Scientists from the International Wheat Genome Sequencing Consortium reported a draft sequence of bread wheat’s genome, or genetic blueprint, in Science. With this genetic information in hand, researchers said that efforts to improve bread wheat, a crop that feeds 30% of the human population, through conventional breeding and genetic engineering could be greatly accelerated. Wheat researchers are currently working to produce new varieties of bread wheat that are high-yielding and resilient to threats like climate change and disease.

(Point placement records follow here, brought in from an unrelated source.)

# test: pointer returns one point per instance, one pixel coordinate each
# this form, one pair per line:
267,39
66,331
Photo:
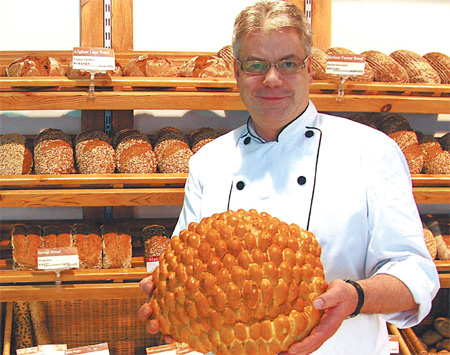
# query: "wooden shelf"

“This is a game-changer,” Jorge Dubcovsky, a wheat researcher at the University of California, Davis, who is not in the sequencing consortium, told Nature. “It will accelerate all the projects to identify important agricultural genes.”
The research efforts to sequence bread wheat, or Triticum aestivum‘s genome began in 2011. The task is daunting; the genome contains about 124,000 genes, about five times the size of the human genome. Today’s bread wheat evolved from multiple rounds of hybridization between different species, adding to the complexity of the genome. “Wheat essentially combines three grasses in one genetic package,” journalist Jennifer Frazer wrote in an article for National Geographic.
The project has cost $68 million so far, according to Kellye Eversole, executive director of the International Wheat Genome Sequencing Consortium. About half of the genome has been sequenced in this draft, and it will take another estimated $16 million to complete the project. “All the genes are understood in the right order along their respective chromosomes, but still missing is the genes’ orientation and the sequences of the regions between the genes,” Frazer wrote.
Although the researchers only have a draft, the findings represent a “very significant advancement,” according to Eduard Akhunov, associate professor of plant pathology at Kansas State University who was involved in the project.
“For the first time, [wheat researchers] have at their disposal a set of tools enabling them to rapidly locate specific genes on individual wheat chromosomes throughout the genome. This resource is invaluable for identifying those genes that control complex traits, such as yield, grain quality, disease, pest resistance and abiotic stress tolerance,” Akhunov said. “They will be able to produce a new generation of wheat varieties with higher yields and improved sustainability to meet the demands of a growing world population in a changing environment.”
Wheat breeders like Scott Haley at Colorado State University have already begun using the data since they became available from a public repository last year. “People have asked me if this effort is really worth it,” Haley said. “I mean, come on. We absolutely have to have this information for wheat — it’s such an important food crop.”
Bread wheat is grown on more than 531 million acres around the world and produces nearly 700 million tons of food each year, according to Akhunov. The crop provides 20% of the world’s calories and researchers are facing pressure to develop more high-yielding varieties in order to meet the needs of a growing population. Genome sequencing has already proved invaluable for improving other major crops like corn and rice, both completed in 2009 and 2002.
“Human civilization rests on a small handful of crops, all of which were developed with much more stable weather conditions than we see now,” Patrick Schnable, an Iowa State University professor who worked on the genome sequencing of corn, told the Washington Post. “In a world with climate change, we need to help those crops adapt quickly.”
And researchers need the genome sequence of a crop to produce new varieties quickly. “I was told by a breeder that it was the single most valuable thing the government has ever done for them,” Schnable said.
“Knowing what genes are on which chromosomes will allow us to accelerate breeding by putting the right genes into the right wheat populations,” Eversole said. “In the long term, this means more rapid progress for wheat.”